I am happy to report that Jigsaw not only lived up to my expectations, but they really went back to the well to create a film that truly felt like an old-school Saw film. One of my biggest complaints of the latter Saw films is that they tended to get away from the smart aspect of the series to focus on torture porn, which was really getting big in horror films around this time.
That's not to say that there is anything wrong with torture porn if you're into that sort of thing, but I have found that I get older I tend to prefer more psychological thrillers and films that mess with your mind. The early Saw films fit this mold perfectly. They always kept you guessing and would relish their ability to pull the rug right out from under you. That moment when Tobin Bell rises from the "dead" in the original film is still the iconic scene from the entire franchise.
Interestingly, for someone who plays a character that dies in the third film, Tobin Bell is the only actor to appear in all eight films in the franchise. I won't spoil Jigsaw for those of you that haven't seen it, but they were really clever in crafting his appearance in the film.

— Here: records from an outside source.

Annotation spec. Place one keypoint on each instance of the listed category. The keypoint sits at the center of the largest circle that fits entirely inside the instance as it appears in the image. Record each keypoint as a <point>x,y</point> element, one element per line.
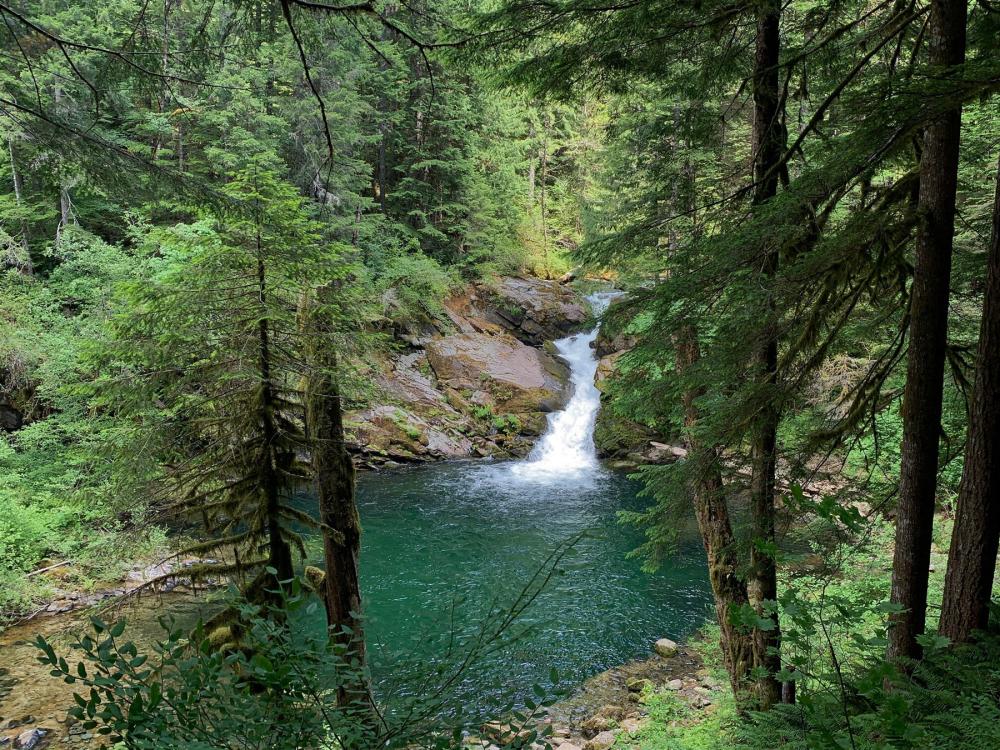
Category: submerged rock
<point>665,648</point>
<point>29,740</point>
<point>602,741</point>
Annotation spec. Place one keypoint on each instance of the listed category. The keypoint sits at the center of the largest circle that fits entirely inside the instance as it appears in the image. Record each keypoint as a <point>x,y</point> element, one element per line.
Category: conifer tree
<point>973,553</point>
<point>928,331</point>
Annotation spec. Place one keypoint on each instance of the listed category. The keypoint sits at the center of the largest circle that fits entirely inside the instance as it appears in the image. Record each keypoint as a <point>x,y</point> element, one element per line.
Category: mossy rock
<point>617,437</point>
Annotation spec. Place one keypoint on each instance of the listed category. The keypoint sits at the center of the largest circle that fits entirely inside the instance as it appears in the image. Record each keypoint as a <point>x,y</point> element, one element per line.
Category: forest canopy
<point>225,226</point>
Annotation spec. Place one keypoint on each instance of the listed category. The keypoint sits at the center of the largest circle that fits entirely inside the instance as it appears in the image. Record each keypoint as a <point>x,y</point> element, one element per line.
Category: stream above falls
<point>448,545</point>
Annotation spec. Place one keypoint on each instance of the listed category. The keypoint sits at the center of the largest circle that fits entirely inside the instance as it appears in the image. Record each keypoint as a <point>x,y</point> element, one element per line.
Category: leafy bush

Obviously, Tobin Bell is the Saw franchise so I'm not really sure what a Saw film without him in it would even look like. Suffice to say, it wouldn't be a very good Saw film.
Over the course of eight films, the Saw franchise has enjoyed a robust cast of unknown and well-known actors alike. In Jigsaw, this tradition is carried on by Laura Vandervoort who sheds her mostly TV background to make a memorable contribution to the franchise's lore. Callum Keith Rennie, Matt Passmore, and Hannah Emily Anderson provide more familiar faces that elevate the film beyond other eighth installments.
Jigsaw also marks the series' first foray into 4K UHD and I was fortunate to review the film in this format. Needless to say, the added resolution add a chilling aspect to Jigsaw's horrific traps. Like any good horror film worth its salt, the deeper blacks offered by HDR enhances the frights just a bit more than its Blu-ray equivalent.
For fans of the entire franchise, there is an excellent 7-Part documentary called "I Speak for the Dead: The Legacy of Jigsaw" included on both the 4K UHD and Blu-ray. Naturally, the documentary is filled with spoilers for Jigsaw, so make sure you wait until after watching the film to dig into the documentary. They not only spend time delving into the evolution of the current film, but they add some layers to the original seven films. It is really a must-see special feature for any Saw fan.
Overall, I could go into more detail, but I don't want to spoil the film for anyone. If you enjoyed the early films of the Saw franchise, then I am confident that you will be greatly entertained by Jigsaw. It's not a perfect film, but it is a pretty valiant effort at breathing life into a franchise that was left for dead seven years ago. For the first time in a long while, I'm actually excited about the prospects of the next Saw film.
Jigsaw is now available on 4K UHD, Blu-ray and DVD.